After all of our exploring and walking we needed to sit down and enjoy some of the libations Philadelphia had to offer. Sansom St. was very good to us. We visited Mission Taqueria, a cute bar that channeled all of my Los Angeles vibes with the indoor-outdoor feel and cute little outdoor courtyard in the middle of the restaurant. The drinks were fantastic but my favorite was the Bee Sting.

One thing that we kept hearing the entire day was that we needed to try Jim’s Steaks on South Street. Before this month, when I hear of Philly, I heard about Pat and Geno’s. The two dueling cheese steak restaurants that are open 24 hours, and fight for customers as well as the title of best cheesesteak in town. But the locals (and Ubers) said they’re both overrated. (Listen to your Ubers people, they know what they’re talking about.) We needed to go to Jim’s. We went late night, and it may have been the drinks from the concert so take this with a  grain of salt, but Jim’s was lifechanging. But in all seriousness, the area was beautiful. Skinny streets, pretty row homes, it looked like an area that would be great to walk around during the day, close to the water with a super local feel.

The next morning, we headed back to Sanson St. to Harp & Crown for one of the best brunches I ever had. Harp & Crown is a beautiful English pub style restaurant that apparently has a secret basement bowling ally for late nights. Next time I fully intend on taking advantage of this.

How we got around
Ultimately Philadelphia is a very walkable city. We stayed across the Schuylkill River right near the campuses of Drexel University and the University of Pennsylvania. To get over to the city center it was about a 10-15 minute drive but parking is not too easy to find, and definitely not cheap. We decided to try out the SEPTA, or subway system.
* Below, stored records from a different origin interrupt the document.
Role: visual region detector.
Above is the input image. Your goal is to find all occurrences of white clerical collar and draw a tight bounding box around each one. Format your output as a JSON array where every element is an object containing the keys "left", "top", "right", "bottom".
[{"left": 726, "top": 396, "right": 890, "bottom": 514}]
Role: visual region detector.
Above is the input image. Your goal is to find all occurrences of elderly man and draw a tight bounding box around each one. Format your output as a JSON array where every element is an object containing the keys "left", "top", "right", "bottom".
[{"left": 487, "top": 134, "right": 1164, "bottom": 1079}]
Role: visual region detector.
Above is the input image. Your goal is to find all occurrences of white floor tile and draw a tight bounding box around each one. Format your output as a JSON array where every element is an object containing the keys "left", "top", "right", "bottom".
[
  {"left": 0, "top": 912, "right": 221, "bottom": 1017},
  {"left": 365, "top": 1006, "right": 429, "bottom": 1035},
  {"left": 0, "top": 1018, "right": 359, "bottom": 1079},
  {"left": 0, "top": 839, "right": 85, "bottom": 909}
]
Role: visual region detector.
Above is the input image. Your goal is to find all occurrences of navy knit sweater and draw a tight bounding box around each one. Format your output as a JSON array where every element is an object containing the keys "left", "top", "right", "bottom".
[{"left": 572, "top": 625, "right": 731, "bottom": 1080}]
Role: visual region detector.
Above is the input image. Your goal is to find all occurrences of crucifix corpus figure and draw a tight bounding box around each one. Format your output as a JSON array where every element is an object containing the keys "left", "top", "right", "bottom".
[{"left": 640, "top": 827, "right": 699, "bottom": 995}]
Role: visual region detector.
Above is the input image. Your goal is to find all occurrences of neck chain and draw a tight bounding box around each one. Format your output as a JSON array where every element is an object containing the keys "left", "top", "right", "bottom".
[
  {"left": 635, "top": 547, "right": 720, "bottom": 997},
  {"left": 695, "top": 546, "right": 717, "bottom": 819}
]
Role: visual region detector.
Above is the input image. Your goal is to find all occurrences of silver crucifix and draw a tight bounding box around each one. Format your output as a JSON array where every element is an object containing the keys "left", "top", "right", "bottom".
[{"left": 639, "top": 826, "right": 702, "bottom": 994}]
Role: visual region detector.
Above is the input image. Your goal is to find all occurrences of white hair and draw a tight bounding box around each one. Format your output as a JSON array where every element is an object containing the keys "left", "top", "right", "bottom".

We are used to New York City subways, where the stations are packed and the trains are plentiful. This was the complete opposite. There weren’t a ton of people on the subway, and it was pretty easy to get to different areas of the city on the subway, but we waited for about 10 minutes for our train. Once we were in town, we decided to check out Ubers to get back to our hotel and the price was AMAZING and there were a ton of cars available. It was even cheaper, and quicker to grab an Uber from our restaurant back to our hotel. From then on, we stuck to rideshares.

We didn’t get to try it out but there is a trolley system also run by SEPTA and it seems like there are a ton of stops as well. Maybe something to try out when the weather is a little warmer.

Where we stayed
We ended up staying a little out of city center, but the Sheraton Philadelphia University City was a great place to stay, especially if you are visiting either Drexel or the University of Pennsylvania. For us it was right along the subway line and just a quick two stops to city center.  There was a good amount of quick bite restaurants around and a few shops that we ended up taking advantage of to buy new outfits for the concert.